Logo Questions Linux Laravel Mysql Ubuntu Git Menu
 

MySQL "IN" operator performance on (large?) number of values

I have been experimenting with Redis and MongoDB lately and it would seem that there are often cases where you would store an array of id's in either MongoDB or Redis. I'll stick with Redis for this question since I am asking about the MySQL IN operator.

I was wondering how performant it is to list a large number (300-3000) of id's inside the IN operator, which would look something like this:

SELECT id, name, price FROM products WHERE id IN (1, 2, 3, 4, ...... 3000) 

Imagine something as simple as a products and categories table which you might normally JOIN together to get the products from a certain category. In the example above you can see that under a given category in Redis ( category:4:product_ids ) I return all the product ids from the category with id 4, and place them in the above SELECT query inside the IN operator.

How performant is this?

Is this an "it depends" situation? Or is there a concrete "this is (un)acceptable" or "fast" or "slow" or should I add a LIMIT 25, or doesn't that help?

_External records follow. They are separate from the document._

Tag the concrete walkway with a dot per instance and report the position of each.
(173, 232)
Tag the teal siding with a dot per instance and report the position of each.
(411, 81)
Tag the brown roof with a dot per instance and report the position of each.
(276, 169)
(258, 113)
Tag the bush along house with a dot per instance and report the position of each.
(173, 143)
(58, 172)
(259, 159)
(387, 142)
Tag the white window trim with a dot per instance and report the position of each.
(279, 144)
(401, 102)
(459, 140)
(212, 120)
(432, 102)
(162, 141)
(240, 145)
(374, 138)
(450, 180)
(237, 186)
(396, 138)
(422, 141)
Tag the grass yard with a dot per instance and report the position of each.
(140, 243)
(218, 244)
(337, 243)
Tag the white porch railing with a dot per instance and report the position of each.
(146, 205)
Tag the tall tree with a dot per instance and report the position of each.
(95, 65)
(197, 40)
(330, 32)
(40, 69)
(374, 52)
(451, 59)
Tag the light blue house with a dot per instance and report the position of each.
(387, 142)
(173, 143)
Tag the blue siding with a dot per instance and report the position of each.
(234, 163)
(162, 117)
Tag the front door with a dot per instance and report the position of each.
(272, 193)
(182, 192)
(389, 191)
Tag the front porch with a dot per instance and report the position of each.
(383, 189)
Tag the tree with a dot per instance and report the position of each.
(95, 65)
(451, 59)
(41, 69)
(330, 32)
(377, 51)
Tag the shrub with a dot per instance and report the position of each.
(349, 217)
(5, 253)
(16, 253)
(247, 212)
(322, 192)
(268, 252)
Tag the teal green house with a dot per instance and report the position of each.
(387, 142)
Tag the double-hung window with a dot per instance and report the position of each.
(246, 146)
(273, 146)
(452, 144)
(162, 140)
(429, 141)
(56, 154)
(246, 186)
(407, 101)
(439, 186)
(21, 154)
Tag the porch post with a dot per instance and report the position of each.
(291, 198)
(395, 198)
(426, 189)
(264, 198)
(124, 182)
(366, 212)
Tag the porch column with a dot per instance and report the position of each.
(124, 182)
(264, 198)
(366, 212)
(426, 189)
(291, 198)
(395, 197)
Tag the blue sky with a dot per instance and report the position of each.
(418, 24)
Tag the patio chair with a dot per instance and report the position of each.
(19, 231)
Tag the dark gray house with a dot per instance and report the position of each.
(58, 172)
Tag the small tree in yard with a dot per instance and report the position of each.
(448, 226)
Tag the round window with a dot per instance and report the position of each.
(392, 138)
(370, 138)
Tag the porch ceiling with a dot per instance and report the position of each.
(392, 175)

SELECT id, name, price FROM products WHERE id IN (1, 2, 3, 4, ...... 3000) LIMIT 25 

Or should I trim the array of product id's returned by Redis to limit it to 25 and only add 25 id's to the query rather than 3000 and LIMIT-ing it to 25 from inside the query?

SELECT id, name, price FROM products WHERE id IN (1, 2, 3, 4, ...... 25) 

Any suggestions/feedback is much appreciated!

like image 512
Michael van Rooijen Avatar asked Dec 22 '10 23:12

Michael van Rooijen


People also ask

Which operator is used for making a query shorter when there are too many values?

As you can see, the IN operator is much shorter and easier to read when you are testing for more than two or three values. You can also use NOT IN to exclude the rows in your list.

What does the IN operator in MySQL determine?

The IN operator allows you to determine if a value matches any value in a list of values. Here's the syntax of the IN operator: value IN (value1, value2, value3,...) The IN operator returns 1 (true) if the value equals any value in the list ( value1 , value2 , value3 ,…).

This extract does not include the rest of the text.